Czarna godzina to niejedyny cel, na który Polacy odkładają pieniądze. Ponad 22 proc. zbiera na wyjazdy i podróże, blisko 19 proc. – na remont mieszkania, a 14,3 proc. odkłada na przyszłość dla swoich dzieci.
– Kobiety chętniej oszczędzają na remont mieszkania i podróże, mężczyźni natomiast decydują się odkładać pieniądze na sprzęt AGD bądź na produkty związane z realizowaniem pasji – mówi rzeczniczka Providenta.
Według Barometru Providenta najwięcej osób oszczędza bez konkretnego planu – czyli odkłada różne kwoty i nieregularnie. Taką metodą wybiera co czwarty badany. Podobny odsetek przeznacza na oszczędności środki, które zostają im na koniec miesiąca.
– Natomiast co piąty Polak każdego miesiąca systematycznie odkłada stałą sumę pieniędzy – mówi Karolina Łuczak.
Najwięcej osób gromadzi środki na kontach oszczędnościowych (37,8 proc.), spadł natomiast odsetek odkładających na rachunkach bieżących (29,3 proc. vs. 36,2 proc. przed rokiem). Lokaty wybiera prawie co piąty badany. Co istotne, jedna czwarta Polaków trzyma oszczędności w domu, w przysłowiowej skarpecie. Największy odsetek charakteryzuje grupę młodszych respondentów (18–34 lata).
Rozsądne podejście do oszczędzania nie oznacza jednak, że Polakom nie zdarzają się nieprzemyślane, kompulsywne zakupy. Przyznaje się do nich 67 proc. respondentów, podobny odsetek jak przed rokiem, i nieco częściej są to kobiety (69,1 proc. vs. 64,6 proc.). Z kolei do przekraczania zaplanowanych wydatków przyznaje się 78 proc. respondentów. To także jest częściej domena kobiet, ale też osób w przedziale wiekowym 35–44 lata.
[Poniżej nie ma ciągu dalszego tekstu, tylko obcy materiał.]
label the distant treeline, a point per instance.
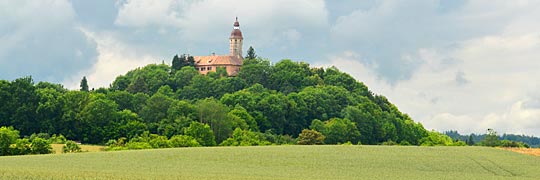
(277, 100)
(530, 140)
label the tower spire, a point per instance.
(236, 40)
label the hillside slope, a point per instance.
(279, 162)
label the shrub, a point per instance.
(310, 137)
(436, 139)
(45, 136)
(21, 147)
(60, 139)
(8, 136)
(389, 143)
(159, 141)
(508, 143)
(70, 147)
(202, 133)
(404, 143)
(40, 146)
(183, 141)
(138, 145)
(244, 138)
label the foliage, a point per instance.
(40, 146)
(244, 138)
(280, 162)
(71, 147)
(310, 137)
(491, 139)
(337, 130)
(84, 84)
(8, 136)
(251, 53)
(280, 99)
(436, 139)
(183, 141)
(202, 133)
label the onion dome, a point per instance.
(236, 33)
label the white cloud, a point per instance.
(501, 72)
(114, 58)
(200, 21)
(37, 36)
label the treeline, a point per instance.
(265, 100)
(473, 139)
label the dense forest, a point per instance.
(271, 102)
(476, 138)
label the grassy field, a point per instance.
(57, 148)
(279, 162)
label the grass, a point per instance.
(279, 162)
(57, 148)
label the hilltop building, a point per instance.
(231, 62)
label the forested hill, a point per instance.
(280, 99)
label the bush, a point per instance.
(183, 141)
(310, 137)
(508, 143)
(244, 138)
(40, 146)
(8, 136)
(71, 147)
(404, 143)
(389, 143)
(436, 139)
(21, 147)
(202, 133)
(60, 139)
(138, 145)
(159, 141)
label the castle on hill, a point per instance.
(232, 62)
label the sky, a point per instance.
(451, 65)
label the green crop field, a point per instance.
(279, 162)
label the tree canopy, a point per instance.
(266, 102)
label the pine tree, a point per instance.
(84, 84)
(251, 53)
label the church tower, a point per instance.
(235, 40)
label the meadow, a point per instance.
(279, 162)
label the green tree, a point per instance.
(8, 136)
(337, 130)
(40, 146)
(251, 53)
(176, 64)
(244, 138)
(202, 133)
(436, 139)
(139, 85)
(71, 147)
(183, 141)
(255, 71)
(84, 84)
(211, 111)
(97, 120)
(470, 141)
(155, 110)
(310, 137)
(491, 139)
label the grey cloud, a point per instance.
(389, 33)
(461, 79)
(41, 39)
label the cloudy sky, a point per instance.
(452, 65)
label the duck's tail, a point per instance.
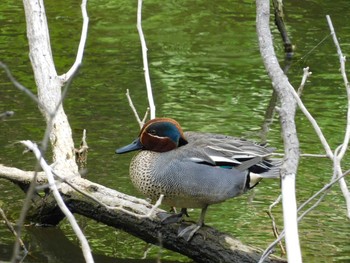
(260, 168)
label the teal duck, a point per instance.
(194, 170)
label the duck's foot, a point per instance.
(167, 218)
(187, 232)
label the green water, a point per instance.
(206, 72)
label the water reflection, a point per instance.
(207, 73)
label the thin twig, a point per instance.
(145, 61)
(6, 115)
(81, 47)
(131, 104)
(47, 169)
(274, 227)
(10, 227)
(344, 146)
(303, 80)
(323, 191)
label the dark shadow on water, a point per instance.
(51, 245)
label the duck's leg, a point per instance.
(188, 232)
(167, 218)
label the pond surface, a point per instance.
(207, 73)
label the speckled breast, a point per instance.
(143, 175)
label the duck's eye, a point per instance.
(152, 132)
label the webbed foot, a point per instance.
(187, 232)
(168, 218)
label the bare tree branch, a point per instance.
(344, 146)
(81, 47)
(291, 143)
(145, 61)
(47, 169)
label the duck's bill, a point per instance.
(135, 145)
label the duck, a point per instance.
(195, 169)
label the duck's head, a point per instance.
(158, 135)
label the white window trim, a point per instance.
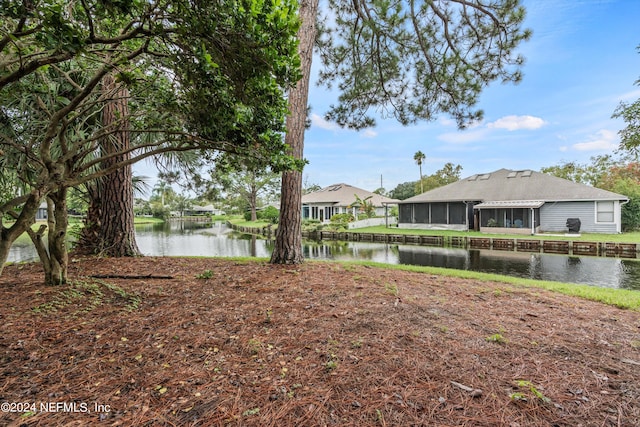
(613, 212)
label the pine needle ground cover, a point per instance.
(206, 342)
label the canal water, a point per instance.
(202, 239)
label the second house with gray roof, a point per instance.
(515, 202)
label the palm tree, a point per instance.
(419, 158)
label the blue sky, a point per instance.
(581, 61)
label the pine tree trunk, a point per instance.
(58, 223)
(53, 256)
(22, 224)
(89, 240)
(110, 217)
(288, 244)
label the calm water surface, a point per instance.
(201, 239)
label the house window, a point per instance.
(604, 211)
(438, 213)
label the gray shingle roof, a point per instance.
(343, 195)
(509, 185)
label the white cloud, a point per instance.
(630, 96)
(319, 121)
(512, 123)
(602, 140)
(463, 137)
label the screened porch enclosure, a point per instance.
(449, 214)
(507, 218)
(511, 216)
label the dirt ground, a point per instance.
(211, 342)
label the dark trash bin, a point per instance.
(573, 224)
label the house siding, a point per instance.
(553, 217)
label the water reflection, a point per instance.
(197, 239)
(216, 239)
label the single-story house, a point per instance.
(338, 199)
(196, 210)
(520, 202)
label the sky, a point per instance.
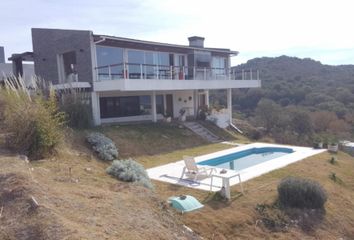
(321, 30)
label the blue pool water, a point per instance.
(247, 158)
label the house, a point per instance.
(134, 80)
(6, 69)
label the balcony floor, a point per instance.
(162, 84)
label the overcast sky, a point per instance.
(322, 30)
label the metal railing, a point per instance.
(150, 71)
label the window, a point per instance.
(135, 59)
(109, 61)
(147, 64)
(159, 104)
(219, 66)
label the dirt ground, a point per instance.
(78, 200)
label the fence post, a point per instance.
(109, 72)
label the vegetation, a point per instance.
(129, 171)
(300, 100)
(32, 119)
(301, 193)
(103, 146)
(76, 104)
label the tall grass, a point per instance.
(31, 117)
(76, 104)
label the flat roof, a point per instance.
(25, 56)
(98, 38)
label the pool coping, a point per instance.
(171, 173)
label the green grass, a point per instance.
(160, 159)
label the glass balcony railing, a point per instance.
(149, 71)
– Dwóch na trzech Polaków deklaruje, że nie wydaje na impulsywne zakupy pieniędzy odkładanych na inny cel. Jednak w 2021 roku takiej odpowiedzi udzieliło znacznie więcej, bo 83,4 proc. badanych – różnica wynosi więc aż 17 pkt proc. Ostrożne podejście do naruszania poduszki finansowej wiąże się z wiekiem. Najbardziej rozważnych znajdziemy w grupie wiekowej 65+, najmniej – wśród najmłodszej grupy respondentów, 18–24 lata – wskazuje rzeczniczka Providenta.
Polacy nie rezygnują także z drobnych przyjemności – co trzeci przeznacza na ten cel co miesiąc określoną część swoich dochodów. Wśród najczęstszych wydatków w tej kategorii są jedzenie na mieście lub w dowozie, nowe ubrania czy kosmetyki.